Deputy National Chairman of All Progressive Congress (South)
- In office 2014–2020

Governor of Ekiti State
- In office 6 May 2009 – 15 October 2010
- Deputy: Sikiru Tae Lawal
- Preceded by: Tunji Odeyemi (acting)
- Succeeded by: Kayode Fayemi
- In office 29 May 2007 – 17 February 2009
- Deputy: Sikiru Tae Lawal
- Preceded by: Tope Ademiluyi (acting)
- Succeeded by: Tunji Odeyemi (acting)

Personal details
- Born: 5 September 1954 (age 71) Ifaki, Southern Region, British Nigeria (now in Ekiti State, Nigeria)
- Party: Social Democratic Party (since 2022)
- Other party: Peoples Democratic Party (before 2014); All Progressives Congress (2014–2022);
- Occupation: Politician

= Olusegun Oni =

Nigerian politician (born 1954)

Olusegun Oni (born 5 September 1954) is a Nigerian politician who served as governor of Ekiti State from 29 May 2007 to 17 February 2009 and from 6 May 2009 to 15 October 2010. He was a member of the ruling Peoples Democratic Party (PDP). In 2014 he defected from the PDP and joined the newly formed opposition party All Progressive Congress (APC) where He was given the position of Deputy National Chairman South from 2014 to 2020.

==Birth and education==

Olusegun Oni was born at Ifaki, Ekiti State on 5 September 1954.
He attended the Methodist Secondary Modern School, Ifaki Ekiti (1965–1968) and Wesley College, Ibadan (1969–1971). He took a post at the Community Secondary Modern School, Ido Ekiti, from January 1972 to July 1973, then moved to Ayetoro-Iloro High School, Ayetoro/Iloro Ekiti, moving to the University of Ife in September 1974.

Segun became a corporate member, Nigerian Society of Engineers in 1987.
In 1988, he became a COREN registered Engineer.
He was Treasurer, Lagos State Chapter of the Nigerian Society of Chemical Engineers (1986–1988).
Segun Oni was a foundation member of the United Nigeria Congress Party (UNCP) in Ekiti.

==Governor of Ekiti State==

Olusegun Oni was elected governor of Ekiti State in April 2007 on the PDP platform. He was removed from office on 15 October 2010 following the Judgement of an Appeal Court which ruled against him.

==Election controversy==
Oni's election as governor has been contentious with his main opponent in the 2007 general election, Dr. Kayode Fayemi challenging his victory at the Election Petition Tribunal in Ekiti State.
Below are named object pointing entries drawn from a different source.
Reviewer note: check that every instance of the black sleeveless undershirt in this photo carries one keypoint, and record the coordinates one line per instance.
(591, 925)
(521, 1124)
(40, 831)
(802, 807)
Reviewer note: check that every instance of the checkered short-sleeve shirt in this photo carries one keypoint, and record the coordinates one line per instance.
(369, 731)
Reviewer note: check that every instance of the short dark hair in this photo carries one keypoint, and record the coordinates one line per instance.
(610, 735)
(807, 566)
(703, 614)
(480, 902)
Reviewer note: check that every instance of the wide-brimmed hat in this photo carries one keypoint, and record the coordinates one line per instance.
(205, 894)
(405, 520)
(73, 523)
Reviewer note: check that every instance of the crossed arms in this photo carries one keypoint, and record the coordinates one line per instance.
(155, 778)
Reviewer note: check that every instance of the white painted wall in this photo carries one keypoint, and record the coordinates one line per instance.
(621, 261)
Segun Oni was briefly thrown out of office after the court of appeal upturned the decision of a lower court after the April 2007 general election. In Ekiti State, an effort to get a governor at a point during his tenure using the re-run election of 2009 was "marked by violence and intimidation since the man elected back in 2007, Segun Oni, was thrown out of office after massive vote-rigging emerged".

Apart from violence, adding to the controversy was the conduct of the electoral commissioner who initially refused to announce the results of the re-run election. "The electoral commissioner was supposed to announce poll results last week after the initial re-run but refused to do so, alleging fraud, and temporarily went into hiding". The result of the re-run election was also challenged by his arch-rival, Dr. Kayode Fayemi at the Ekiti State re-Constituted Election Petition Tribunal.

In May 2010, Oni won by a split decision (3:2) at the election petition tribunal. "The Election Petition Tribunal sitting in Ado-Ekiti, the Ekiti State capital, upheld the election of incumbent Governor Segun Oni, thereby dismissing the petition filed by the Action Congress (AC) Governorship candidate, Dr. Kayode Fayemi". The "Majority ruling declares Oni winner with 109,000 to Dr. Kayode Fayemi's 106,000 after deductions of unlawful votes were made" ruling opposed this by upholding that "We hold that the Petitioners have duly and dutifully proved their case". Two judges supported the minority judgement while three judges endorsed the majority ruling.
He was removed from office on 15 October following the Judgement of the Appeal Court which ruled against him in favour of his opponent Kayode Fayemi.

==Personal life==
Oni is married to Olukemi Adetola (née Ogunsiji) and they have two children, a girl and a boy.